The latest force du jour is described in a new column by The Economist sci-tech writer who hides behind the name Babbage. Babbage calls this developing trend "unsourcing," which may not be the best name, and in fact the earlier force known as crowdsourcing might be more like it. But never mind. Here's the setup scene as Babbage sees it:
Some of the biggest brands in software, consumer electronics and telecoms have now found a workforce offering expert advice at a fraction of the price of even the cheapest developing nation, who also speak the same language as their customers, and not just in the purely linguistic sense. Because it is their customers themselves.
With "unsourcing," companies establish online communities to provide support for users with technical problems. Customers don't dial a call center in Mumbai or Cibu. Instead, they post a question on the web and happy, knowledgable people (probably in the same country but not necessarily) respond with solutions. This question-and-answer activity might happen on the company's website, or via more social media.

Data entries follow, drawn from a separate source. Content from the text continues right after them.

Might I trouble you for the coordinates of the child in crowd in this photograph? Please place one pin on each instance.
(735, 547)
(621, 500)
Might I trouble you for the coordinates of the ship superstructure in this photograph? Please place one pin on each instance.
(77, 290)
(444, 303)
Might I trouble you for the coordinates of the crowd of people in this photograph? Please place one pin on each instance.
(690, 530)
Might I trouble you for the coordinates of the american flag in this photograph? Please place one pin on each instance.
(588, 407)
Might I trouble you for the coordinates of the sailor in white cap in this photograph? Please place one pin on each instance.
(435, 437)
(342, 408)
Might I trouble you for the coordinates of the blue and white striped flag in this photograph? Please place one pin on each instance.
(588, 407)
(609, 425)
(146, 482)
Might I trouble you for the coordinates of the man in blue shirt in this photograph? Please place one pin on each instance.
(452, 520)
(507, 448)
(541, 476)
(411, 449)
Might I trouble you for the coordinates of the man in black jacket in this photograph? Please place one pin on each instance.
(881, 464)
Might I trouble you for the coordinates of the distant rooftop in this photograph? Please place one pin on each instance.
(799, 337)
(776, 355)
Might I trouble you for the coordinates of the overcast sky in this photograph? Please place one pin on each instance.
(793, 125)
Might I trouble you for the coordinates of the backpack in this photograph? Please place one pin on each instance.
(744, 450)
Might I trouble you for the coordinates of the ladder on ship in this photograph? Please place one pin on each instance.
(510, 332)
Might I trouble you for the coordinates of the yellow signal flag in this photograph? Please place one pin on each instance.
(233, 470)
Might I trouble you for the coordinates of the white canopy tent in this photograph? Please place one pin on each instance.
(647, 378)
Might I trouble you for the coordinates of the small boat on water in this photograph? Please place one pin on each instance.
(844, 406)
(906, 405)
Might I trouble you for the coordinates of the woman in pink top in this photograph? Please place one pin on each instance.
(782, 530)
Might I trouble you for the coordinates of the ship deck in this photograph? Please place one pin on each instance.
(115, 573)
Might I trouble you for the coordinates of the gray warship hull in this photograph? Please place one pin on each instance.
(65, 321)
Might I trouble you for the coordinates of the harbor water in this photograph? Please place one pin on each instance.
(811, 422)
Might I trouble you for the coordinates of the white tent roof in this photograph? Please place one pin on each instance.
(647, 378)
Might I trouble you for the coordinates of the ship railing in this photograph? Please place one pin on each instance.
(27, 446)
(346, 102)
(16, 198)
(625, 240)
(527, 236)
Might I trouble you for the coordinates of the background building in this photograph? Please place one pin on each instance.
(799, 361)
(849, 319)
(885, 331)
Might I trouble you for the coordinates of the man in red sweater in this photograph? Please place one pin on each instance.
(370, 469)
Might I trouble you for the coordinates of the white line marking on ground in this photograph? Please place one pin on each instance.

Cost savings is the biggest motivator – as much as 50%, according to Babbage quoting Gartner. He says retailer Best Buy figures its 160,000 experts save it $5 million a year. Babbage notes that in the world of unsourcing, problem solvers are not paid cash. Some are awarded points. A British mobile phone provider gives its help staff rewards that can be applied to their phone bill.
There are some call center situations that unsourcing could not replace. Resolving a billing dispute, for one example. And of course you can't develop software or test applications or handle more sophisticated business processes this way. But it does raise some questions, mainly: Is this the best way to go about lowering expenses? Is it a good idea to turn over something as important as customer interaction to people who don't work for you? I'm not convinced of the "wisdom of crowds" to begin with. It appears to be working for companies like Best Buy and Logitech, but it would be interesting to find out how many customers have been turned off. For every client who got a useful answer, how many left frustrated?
My experience with online forums has shown me that there are many, many well-intentioned people on the web, who are also very smart and can help with common technical problems. But it can be disappointing to parse through hundreds of messages and not find a solution that works for you. What, are my problems so unique? You're left scratching your head, and you got nothing. There needs to be some mechanism for the product or service provider to jump in at that point and deal directly with the customer.
Despite reservations, Babbage says "the prospect of halving support costs is likely to prove tempting for many companies." And he's probably right about that. That could be a bad thing, though. The human interface between business and customer should not be too flimsy or stretched too thin. Fans of your brand are fans of your brand, but they aren't your brand. Unhappy with unsourcing, the dissatisfied customer will go online and grouse about it.